Biogen’s studies of its drug for a rare form of amyotrophic lateral sclerosis suggest the drug has a “treatment effect,” the Food and Drug Administration’s staff said in documents released ahead of a meeting out of outside advisers this week.
Although Biogen’s drug failed both the main and secondary goals of a final-stage trial, “there appear to be generally consistent trends favoring tofersen across different statistical methods,” the FDA staff said Monday in documents released on the agency’s website. Patients with ALS, sometimes called Lou Gehrig’s disease, are willing to accept risk given the severity of the condition and lack of effective treatments, the staff wrote.

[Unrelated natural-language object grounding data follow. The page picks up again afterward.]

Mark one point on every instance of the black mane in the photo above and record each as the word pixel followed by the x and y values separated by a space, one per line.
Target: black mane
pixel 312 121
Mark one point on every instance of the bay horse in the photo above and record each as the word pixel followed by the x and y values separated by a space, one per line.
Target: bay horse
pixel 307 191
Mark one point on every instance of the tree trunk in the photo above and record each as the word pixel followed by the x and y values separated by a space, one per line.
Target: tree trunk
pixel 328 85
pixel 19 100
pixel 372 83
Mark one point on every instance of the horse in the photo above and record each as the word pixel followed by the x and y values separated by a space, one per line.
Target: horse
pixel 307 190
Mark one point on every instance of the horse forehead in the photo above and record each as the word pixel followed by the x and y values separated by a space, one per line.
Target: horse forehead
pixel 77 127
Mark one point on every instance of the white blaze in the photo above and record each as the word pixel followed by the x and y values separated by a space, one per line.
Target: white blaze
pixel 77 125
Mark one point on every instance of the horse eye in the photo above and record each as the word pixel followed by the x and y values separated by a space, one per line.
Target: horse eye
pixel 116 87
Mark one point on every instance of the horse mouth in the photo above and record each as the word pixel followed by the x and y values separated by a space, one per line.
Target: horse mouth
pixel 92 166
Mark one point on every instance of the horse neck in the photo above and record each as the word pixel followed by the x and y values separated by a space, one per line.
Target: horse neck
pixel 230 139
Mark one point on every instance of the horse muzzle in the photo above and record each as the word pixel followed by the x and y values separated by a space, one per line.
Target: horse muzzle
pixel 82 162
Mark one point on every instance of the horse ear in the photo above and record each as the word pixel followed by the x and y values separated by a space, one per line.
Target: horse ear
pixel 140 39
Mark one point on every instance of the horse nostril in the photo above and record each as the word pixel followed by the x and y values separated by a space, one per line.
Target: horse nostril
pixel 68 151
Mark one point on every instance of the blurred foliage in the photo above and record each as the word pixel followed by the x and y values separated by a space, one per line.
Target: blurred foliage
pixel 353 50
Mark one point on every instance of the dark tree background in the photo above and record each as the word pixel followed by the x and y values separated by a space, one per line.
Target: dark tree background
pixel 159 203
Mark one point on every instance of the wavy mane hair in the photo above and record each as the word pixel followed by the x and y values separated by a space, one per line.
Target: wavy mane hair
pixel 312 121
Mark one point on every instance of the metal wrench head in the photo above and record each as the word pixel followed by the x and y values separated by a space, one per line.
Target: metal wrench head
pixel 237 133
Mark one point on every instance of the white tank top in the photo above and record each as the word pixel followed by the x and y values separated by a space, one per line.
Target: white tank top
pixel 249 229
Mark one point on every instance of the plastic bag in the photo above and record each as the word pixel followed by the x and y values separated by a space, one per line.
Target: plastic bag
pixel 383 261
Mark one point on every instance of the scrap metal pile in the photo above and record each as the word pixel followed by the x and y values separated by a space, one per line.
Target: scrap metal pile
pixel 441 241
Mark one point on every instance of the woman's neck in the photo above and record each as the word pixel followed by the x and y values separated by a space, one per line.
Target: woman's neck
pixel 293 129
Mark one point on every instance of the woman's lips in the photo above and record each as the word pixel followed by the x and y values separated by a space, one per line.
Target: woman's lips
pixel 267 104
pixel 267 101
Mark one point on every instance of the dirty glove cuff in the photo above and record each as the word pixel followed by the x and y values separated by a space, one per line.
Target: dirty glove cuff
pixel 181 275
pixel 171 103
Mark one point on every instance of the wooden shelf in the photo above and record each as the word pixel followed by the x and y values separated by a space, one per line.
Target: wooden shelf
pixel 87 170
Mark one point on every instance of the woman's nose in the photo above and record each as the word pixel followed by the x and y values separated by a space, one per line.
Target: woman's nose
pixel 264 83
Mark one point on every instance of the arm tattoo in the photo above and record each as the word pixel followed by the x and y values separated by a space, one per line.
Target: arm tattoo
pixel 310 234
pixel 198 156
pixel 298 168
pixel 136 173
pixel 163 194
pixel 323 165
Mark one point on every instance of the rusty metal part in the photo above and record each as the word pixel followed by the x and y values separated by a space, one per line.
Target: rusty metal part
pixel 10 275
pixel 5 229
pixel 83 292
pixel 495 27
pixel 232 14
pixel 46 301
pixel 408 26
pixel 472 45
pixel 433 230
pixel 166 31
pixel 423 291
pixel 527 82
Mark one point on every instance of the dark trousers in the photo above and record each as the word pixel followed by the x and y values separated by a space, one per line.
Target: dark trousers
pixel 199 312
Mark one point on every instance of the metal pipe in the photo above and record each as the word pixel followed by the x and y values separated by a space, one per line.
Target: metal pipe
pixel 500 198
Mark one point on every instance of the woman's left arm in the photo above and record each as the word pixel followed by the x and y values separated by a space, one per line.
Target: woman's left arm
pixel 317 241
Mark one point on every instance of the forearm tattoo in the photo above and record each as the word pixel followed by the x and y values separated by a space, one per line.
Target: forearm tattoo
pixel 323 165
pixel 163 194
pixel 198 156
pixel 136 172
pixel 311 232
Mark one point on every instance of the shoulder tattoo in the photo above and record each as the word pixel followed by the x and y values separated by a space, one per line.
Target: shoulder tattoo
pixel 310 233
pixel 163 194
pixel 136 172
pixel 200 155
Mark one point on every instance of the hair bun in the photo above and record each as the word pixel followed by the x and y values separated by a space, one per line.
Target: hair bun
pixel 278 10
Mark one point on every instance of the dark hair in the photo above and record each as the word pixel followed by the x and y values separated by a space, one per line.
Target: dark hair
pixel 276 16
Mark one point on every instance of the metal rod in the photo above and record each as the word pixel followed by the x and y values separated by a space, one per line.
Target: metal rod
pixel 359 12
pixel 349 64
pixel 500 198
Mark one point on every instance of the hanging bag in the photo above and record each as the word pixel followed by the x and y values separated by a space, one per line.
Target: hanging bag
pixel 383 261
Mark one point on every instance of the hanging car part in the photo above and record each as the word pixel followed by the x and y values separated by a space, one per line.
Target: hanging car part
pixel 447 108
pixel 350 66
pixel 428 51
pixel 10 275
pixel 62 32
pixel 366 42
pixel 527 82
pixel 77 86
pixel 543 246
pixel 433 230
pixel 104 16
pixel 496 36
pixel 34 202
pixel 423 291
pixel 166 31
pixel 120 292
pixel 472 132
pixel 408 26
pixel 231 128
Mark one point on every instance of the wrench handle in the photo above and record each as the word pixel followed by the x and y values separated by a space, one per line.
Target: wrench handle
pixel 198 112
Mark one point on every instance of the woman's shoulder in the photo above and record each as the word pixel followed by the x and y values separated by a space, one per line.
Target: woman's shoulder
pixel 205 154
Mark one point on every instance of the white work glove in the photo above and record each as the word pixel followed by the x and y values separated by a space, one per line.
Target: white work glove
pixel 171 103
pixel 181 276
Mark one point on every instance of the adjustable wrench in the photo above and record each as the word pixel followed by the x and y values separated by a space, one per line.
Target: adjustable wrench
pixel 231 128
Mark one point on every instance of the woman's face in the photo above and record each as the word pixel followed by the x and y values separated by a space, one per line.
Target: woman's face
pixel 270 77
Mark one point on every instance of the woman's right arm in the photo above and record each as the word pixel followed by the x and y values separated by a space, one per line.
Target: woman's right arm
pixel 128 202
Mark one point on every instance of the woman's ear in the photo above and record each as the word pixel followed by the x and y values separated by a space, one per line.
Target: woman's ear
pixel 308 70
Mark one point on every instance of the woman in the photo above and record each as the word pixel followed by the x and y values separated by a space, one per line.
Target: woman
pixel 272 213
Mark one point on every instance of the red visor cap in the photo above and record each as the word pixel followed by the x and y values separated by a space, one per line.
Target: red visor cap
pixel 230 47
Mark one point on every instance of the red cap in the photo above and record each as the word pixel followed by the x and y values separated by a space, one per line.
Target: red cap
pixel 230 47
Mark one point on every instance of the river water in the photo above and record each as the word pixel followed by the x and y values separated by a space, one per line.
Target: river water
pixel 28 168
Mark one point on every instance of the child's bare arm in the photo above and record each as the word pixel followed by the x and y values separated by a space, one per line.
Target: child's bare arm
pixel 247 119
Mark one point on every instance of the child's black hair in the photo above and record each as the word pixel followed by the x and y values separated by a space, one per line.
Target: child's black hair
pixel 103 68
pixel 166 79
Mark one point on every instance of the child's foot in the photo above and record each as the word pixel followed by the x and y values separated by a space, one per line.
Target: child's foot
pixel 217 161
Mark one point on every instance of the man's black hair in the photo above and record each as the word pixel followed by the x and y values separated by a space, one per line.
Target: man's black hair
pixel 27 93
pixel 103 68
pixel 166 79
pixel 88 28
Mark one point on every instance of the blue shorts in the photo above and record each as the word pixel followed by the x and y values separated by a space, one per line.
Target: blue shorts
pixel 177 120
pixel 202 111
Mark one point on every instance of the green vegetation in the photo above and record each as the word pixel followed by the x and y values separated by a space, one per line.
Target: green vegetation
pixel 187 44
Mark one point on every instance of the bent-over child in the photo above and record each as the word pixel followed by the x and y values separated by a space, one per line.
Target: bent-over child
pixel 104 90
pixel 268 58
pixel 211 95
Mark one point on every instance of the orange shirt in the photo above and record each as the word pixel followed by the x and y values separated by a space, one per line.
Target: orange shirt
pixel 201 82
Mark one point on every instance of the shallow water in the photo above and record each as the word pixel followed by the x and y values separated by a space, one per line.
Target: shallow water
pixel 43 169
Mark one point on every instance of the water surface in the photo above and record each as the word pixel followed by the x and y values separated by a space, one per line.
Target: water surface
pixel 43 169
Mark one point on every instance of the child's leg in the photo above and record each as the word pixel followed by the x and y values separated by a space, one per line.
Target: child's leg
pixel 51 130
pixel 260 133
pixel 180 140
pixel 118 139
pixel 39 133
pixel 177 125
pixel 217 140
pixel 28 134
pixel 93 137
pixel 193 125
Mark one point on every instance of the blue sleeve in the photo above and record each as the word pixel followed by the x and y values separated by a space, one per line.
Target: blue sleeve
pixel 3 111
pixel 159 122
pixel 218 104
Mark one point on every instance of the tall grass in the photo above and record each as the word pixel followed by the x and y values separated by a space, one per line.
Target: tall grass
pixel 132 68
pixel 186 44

More drugmakers are targeting incurable diseases like ALS, often forcing the FDA to grapple with difficult questions of whether to clear medicines backed by questionable data for desperate patients. The Wednesday meeting of an independent panel of FDA advisers may give hints as to how aggressively the agency is willing to move toward giving expedited approval for experimental drugs that offer promise but haven’t yet shown a clear benefit for such patients.
While a trial of tofersen didn’t prove it slows ALS, the drug did decrease levels of a protein associated with brain injury. The usual approach to confirming whether a drug works after such unclear results would be to conduct a second, larger trial. But the form of ALS that tofersen seeks to treat is so rare that a second big trial in symptomatic patients “does not appear to be feasible at this time,” the FDA said.
Biogen has proposed following patients in the original trial to assess whether the people who received the drug from the beginning survived longer than others who started taking it later, the FDA said. The agency is weighing whether to authorize the drug using a controversial mechanism called accelerated approval or to consider granting full approval, according to the briefing document.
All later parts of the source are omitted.